Founders should worry about the impact that shutting down has on their employees. The biggest burden a founder has is to meet payroll. The biggest emotional investment that founders make – especially early on – is convincing great people to take a leap of faith and accept an offer to work their butts off on a long shot. This dynamic is why transparency around the decision to shutdown and the timeline of it is so important.

The worst thing a founder can do to an employee is to tell them that everything is amazing, and then to one day tell them that she a) no longer has a job and b) that the company cannot pay her what was promised and c) that you’ve known all this for a long time but didn’t want to tell her because you were worried about her feelings. It is much better to make a clean decision to shut down in full view of of your employees with enough time and money left to help employees find new jobs and move on.

A Framework for Shutting Down

The decision to actually shut down an idea can be made through answering the following questions:[6]

  1. Do you have any ideas left to grow your startup?
  2. Can you drive that growth profitably?
  3. Do you want to work on the startup that results from that growth?
  4. Do you want to work with your co-founders on the startup that results from that growth?

The first two questions here are quantitative and driven by the experiments that founders are constantly running on their products and users. Unfortunately, while they are quantitative, there’s no deterministic way to know if you’ve actually tried everything in the right way. At some point, you have to make a call based on accumulated evidence.[7]

The second two are qualitative and introduce the largest challenges around making a decision comes when the answers to these questions are mixed between yes and no. For instance – if you enjoy working with your co-founders on a business that produces positive cash flows but is not growing, you probably shouldn’t shut down. However, if you hate the people you’re working with on a business that is growing rapidly, you should either shut it down, or find a way to keep going without the team. These are personal decisions that no one else can make for you, but it is important to separate the different threads of the decision so that you can actually evaluate them as objectively as possible.

The Other Side

I was terrified to shut my company down, even though all the evidence said it was the right decision.[8] The thing that scared me most was the that I had no idea what would happen afterwards. However, I realized that I had exactly one life to live, and that staying in a bad situation of my own making out of fear was a dumb thing to do.

Having spoken with many founders who have gone through similar situations, I’ve found that most of them are incredibly depressed after shutting down their startups for a few months. Afterwards, things start to get better. This may be hard to believe but shutting down releases so much tension and clears away so many burdensome expectations that it allows for brand new creative ideas and approaches. It’s a necessary part of the startup cycle, and one that founders need to approach more openly and rigorously.

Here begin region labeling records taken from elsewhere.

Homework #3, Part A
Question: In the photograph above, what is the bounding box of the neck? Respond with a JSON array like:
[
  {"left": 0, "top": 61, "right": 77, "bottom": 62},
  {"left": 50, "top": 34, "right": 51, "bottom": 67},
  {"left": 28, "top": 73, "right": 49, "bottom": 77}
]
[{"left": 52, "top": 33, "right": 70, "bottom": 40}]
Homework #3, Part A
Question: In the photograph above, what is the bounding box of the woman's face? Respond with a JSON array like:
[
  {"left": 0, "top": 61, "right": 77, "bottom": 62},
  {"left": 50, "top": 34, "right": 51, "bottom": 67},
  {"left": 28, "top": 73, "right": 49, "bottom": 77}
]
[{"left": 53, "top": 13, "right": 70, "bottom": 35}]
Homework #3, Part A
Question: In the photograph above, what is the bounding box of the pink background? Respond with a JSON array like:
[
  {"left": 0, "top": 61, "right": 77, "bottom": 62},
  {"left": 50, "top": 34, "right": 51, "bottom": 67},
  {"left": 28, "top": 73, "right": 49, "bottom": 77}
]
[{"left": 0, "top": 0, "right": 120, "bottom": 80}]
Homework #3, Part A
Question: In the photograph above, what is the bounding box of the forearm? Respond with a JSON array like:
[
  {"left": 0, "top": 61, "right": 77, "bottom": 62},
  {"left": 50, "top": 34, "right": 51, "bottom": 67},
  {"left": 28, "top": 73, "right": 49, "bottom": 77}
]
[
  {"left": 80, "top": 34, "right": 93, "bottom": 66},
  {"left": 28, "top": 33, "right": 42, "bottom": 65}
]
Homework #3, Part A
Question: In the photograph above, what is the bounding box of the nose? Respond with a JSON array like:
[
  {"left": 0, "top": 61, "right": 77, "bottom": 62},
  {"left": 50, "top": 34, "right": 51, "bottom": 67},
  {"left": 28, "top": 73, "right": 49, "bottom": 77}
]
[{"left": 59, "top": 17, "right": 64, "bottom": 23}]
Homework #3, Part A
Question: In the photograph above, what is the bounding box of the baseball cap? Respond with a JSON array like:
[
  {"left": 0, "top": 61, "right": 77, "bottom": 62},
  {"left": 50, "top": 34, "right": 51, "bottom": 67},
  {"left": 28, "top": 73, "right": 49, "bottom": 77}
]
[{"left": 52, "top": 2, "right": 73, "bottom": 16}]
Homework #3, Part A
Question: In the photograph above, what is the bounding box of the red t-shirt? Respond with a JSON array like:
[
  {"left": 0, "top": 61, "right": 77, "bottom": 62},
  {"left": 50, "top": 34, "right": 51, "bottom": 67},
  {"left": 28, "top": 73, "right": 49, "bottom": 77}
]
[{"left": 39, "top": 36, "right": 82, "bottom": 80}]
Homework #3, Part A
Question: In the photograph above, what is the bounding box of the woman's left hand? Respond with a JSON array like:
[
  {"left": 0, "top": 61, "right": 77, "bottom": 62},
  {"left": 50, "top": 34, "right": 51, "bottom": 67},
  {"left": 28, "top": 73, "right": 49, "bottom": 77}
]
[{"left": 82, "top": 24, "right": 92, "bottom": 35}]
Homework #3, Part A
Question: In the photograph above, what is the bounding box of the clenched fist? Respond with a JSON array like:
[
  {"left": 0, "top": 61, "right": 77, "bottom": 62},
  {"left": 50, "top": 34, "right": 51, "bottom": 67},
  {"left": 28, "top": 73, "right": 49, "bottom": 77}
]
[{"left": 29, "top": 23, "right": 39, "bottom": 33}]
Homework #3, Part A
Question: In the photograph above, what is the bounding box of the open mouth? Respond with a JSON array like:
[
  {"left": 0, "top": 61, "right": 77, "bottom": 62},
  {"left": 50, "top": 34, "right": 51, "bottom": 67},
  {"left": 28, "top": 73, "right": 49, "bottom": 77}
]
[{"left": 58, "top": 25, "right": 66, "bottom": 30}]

[1] Throughout this essay, I use “shut down” interchangeably for ideas and companies. The two differ only slightly.

[2] Running out of money unexpectedly, often as a result of a failed fundraise, can force a founder to shut down.

[3] Incompetent seems harsh, but it would be strange to believe that you could be competent at all the new things required in building a company on the first or even tenth try.

[4] I am sure this is a non-exhaustive list.

[5] In this case, shutting down is still critical, but the decision should involve a long timeline, over communication, and a best effort to find alternatives.

[6] I could also state this as the inverse. Deciding to work on a startup should come down to these questions all being answered with “yes.”

[7] It’s important to make sure that you’ve actually tried a lot of things. Founders often quit far too early on an idea that needs more time.

[8] The answers to questions 2, 3, and 4, were all “no.” The good news is that Ryan, Josh, and I all like each other as humans.

Thanks to Sam Altman and Craig Cannon for reading drafts of this way back.